Kevin P. Gallagher is Professor and Director of the Global Development Policy Center at the Pardee School of Global Studies at Boston University. He is co-chair of the Think 20 working group on G20 Italy’s international finance for 2021. In this article, he argues that the IMF’s current mechanism to add surcharges to the debt interest charges on its loans should be dropped for help the world economic recovery.

The most important function of the IMF is to provide emergency financing to countries in economic difficulty which are unable to pay their creditors. In response to the COVID-19 pandemic, the IMF has already approved 119 programs in 85 countries at a cost of more than $ 100 billion.

But, at the end of the day, countries most in need of the IMF will have to pay more than $ 4 billion in additional surcharges on top of interest payments and fees from the onset of the crisis until the end of 2022. In addition, the IMF estimates surcharges have become the main source of income for the Fund, accounting for almost half of income during this period. At the same time, developing countries need every penny they can muster to fight the virus, protect vulnerable people, and build inclusive and green recovery. Something has gone horribly wrong with politics.

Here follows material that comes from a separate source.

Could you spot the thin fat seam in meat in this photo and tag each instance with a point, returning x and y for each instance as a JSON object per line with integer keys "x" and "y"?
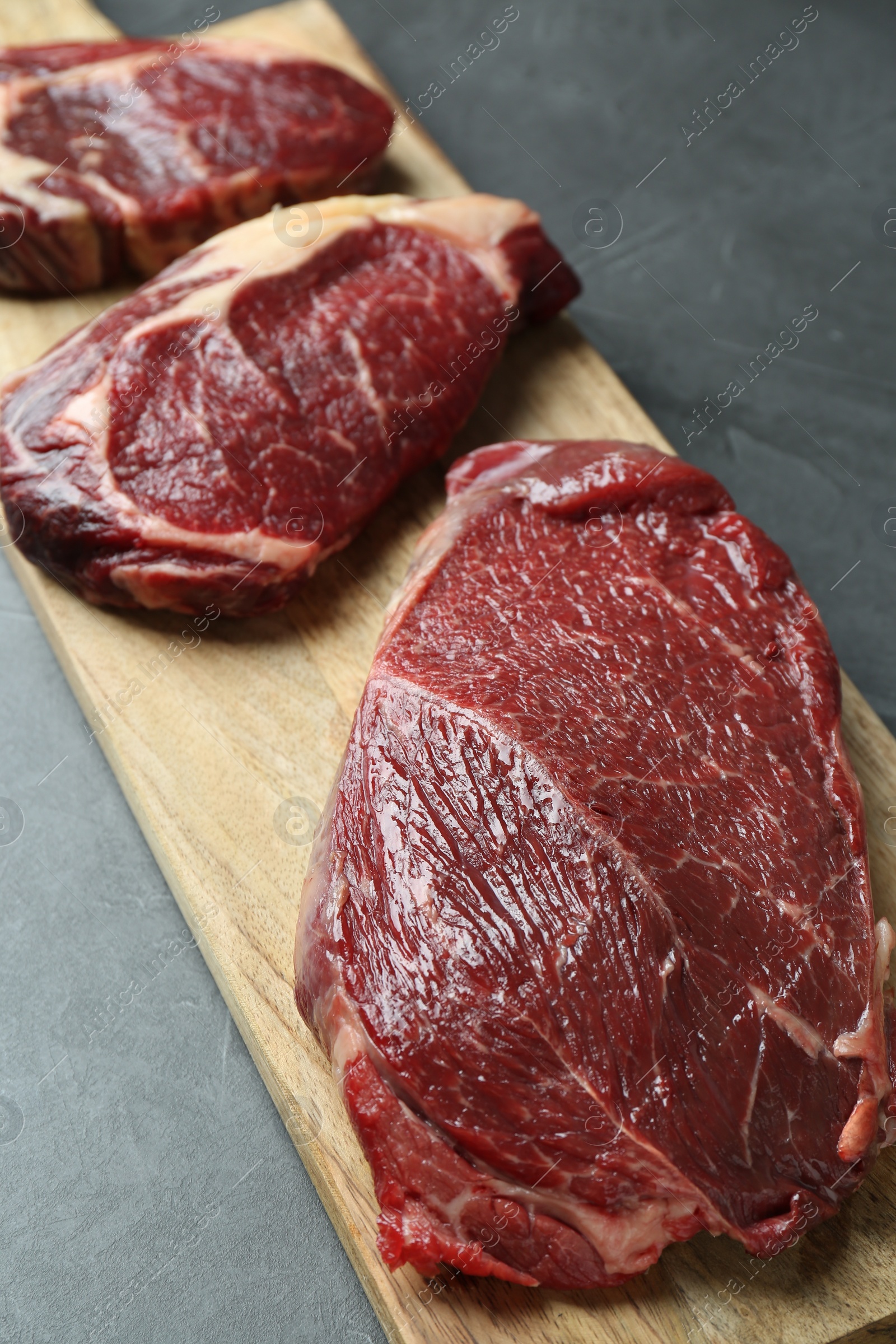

The Covid pandemic triggered the worst economic recession since the Great Depression. The World Bank estimates that more than 124 million people were pushed into extreme poverty in 2020, with 8 in 10 of these newly poor living in middle-income countries. The federal debt is a particularly acute problem here. For example, in Nigeria, more than 50 percent government revenues are used to repay international debts rather than to fight the virus.

The Latin America and the Caribbean region has been one of the hardest hit, with more than 500,000 deaths and an economic downturn of 7.7 percent in 2020. In per capita terms, the region has been reduced to 2010 levels, effectively causing another lost decade. The United Nations estimates that many countries in the region devote 30 to 70% of reduced government revenues to payment of creditors.

Even though middle-income countries are among the hardest hit, the G20’s new architecture to help countries alleviate debt distress – the Debt Service Suspension Initiative and the Common Framework – does not grant the suspension and l debt relief only to low-income countries. In addition, the G20 arrangements only apply to official bilateral creditors such as Paris Club members and China, although two-thirds of middle-income country debt is held in international financial institutions such as the IMF.

Supplements work in two ways. One relates to the amount of the emergency loan (based on level) and the other on the duration of the loan (based on time). Level surcharges are fixed at 200 basis points on outstanding loans above 187.5 percent of IMF quota allocated. Time surcharges are an additional 100 basis points when IMF credit has been outstanding for more than 36 to 51 months, depending on the structure of the program. These surcharges can often lead to debt costs of up to three times.

Currently, 30 percent of IMF-financed countries face surcharges amid the crisis, including Angola, Argentina and Georgia. And others should start paying. It’s just when many middle-income countries still do not have access to vaccines and will continue to suffer the health, economic and financial hardships of the crisis.

These surcharges have been the subject of tense discussions dating back to their origins, when they were first imposed after the Asian financial crisis of the late 1990s. The logic behind them is to limit demand for IMF programs, encourage borrowers to repay earlier than expected, and generate income for the IMF.

Of course, it is important for member countries not to depend too much on the IMF for liquidity, but regressive and pro-cyclical surcharges are not the way to create such incentives in a context of global economic crisis.

The unintended consequences are twofold. First, surtaxes disproportionately affect middle-income countries with lower quotas which by definition need both large IMF funding to repay and longer repayment periods to recover from crises. Second, they require borrowing members to pay more exactly when they are most deprived of market access in any other form.

A better way to ensure that countries do not turn to the IMF for larger, longer-term loans is to improve the design of programs and advice so that countries can recover from crises more quickly. In addition, a new allocation of quotas correctly distributed is necessary.

Immediately, however, the IMF should suspend these surcharges to help countries recover from the virus and to prompt the IMF to rethink its broken business model.